Verfahrensverzeichnis der Rechtsanwälte BAYH & FINGERLE
Nach § 4 g Bundesdatenschutzgesetz (BDSG) sind für jedermann die in § 4 e BDSG aufgelisteten Angaben in geeigneter Weise zur Verfügung zu stellen. Hiermit kommen wir unserer Verpflichtung nach.

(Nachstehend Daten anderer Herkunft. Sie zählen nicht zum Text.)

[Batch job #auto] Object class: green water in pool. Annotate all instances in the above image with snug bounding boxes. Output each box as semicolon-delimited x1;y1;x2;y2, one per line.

Name der verantwortlichen Stelle
Rechtsanwälte BAYH & FINGERLE Partnerschaft
Inhaber
Rechtsanwälte Peter Bayh und Reinhold Fingerle
Leiter der Datenverarbeitung der verantwortlichen Stelle
Rechtsanwalt Peter Bayh, Lisanne Schröder
Anschrift der verantwortlichen Stelle
Königstraße 22, 70173 Stuttgart
Zweckbestimmung der Datenerhebung, -verarbeitung oder -nutzung
Die Erhebung, Verarbeitung, Nutzung und Übermittlung von personenbezogenen Daten erfolgt zum Zweck der außergerichtlichen und gerichtlichen Beratung und Vertretung.

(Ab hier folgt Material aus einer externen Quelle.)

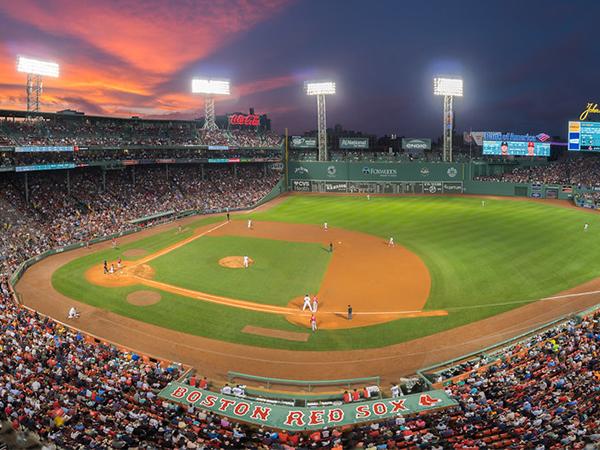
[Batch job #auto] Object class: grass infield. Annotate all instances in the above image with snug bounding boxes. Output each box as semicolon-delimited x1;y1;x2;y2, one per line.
52;196;600;350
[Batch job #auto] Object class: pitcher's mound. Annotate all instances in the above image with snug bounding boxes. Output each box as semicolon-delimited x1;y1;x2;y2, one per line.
219;256;254;269
127;291;162;306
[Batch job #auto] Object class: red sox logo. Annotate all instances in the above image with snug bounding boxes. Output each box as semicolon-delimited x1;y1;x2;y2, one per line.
419;394;442;408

Beschreibung der betroffenen Personengruppen und der diesbezüglichen Datenkategorien
Im Wesentlichen werden zu folgenden Personengruppen im Rahmen der unter Ziffer 4 genannten Zweckbestimmungen personenbezogene Daten erhoben, verarbeitet und genutzt: Mandanten, Gegner, Anwälte, Richter, Rechtspfleger, Gerichtsvollzieher und sonstige Organträger. Es werden die für die Mandatsbearbeitung notwendigen Daten gespeichert. Dies beinhaltet u. a. Name, Anschrift, Familienstand, Geburtsdatum und weitere mandatsbezogene Daten.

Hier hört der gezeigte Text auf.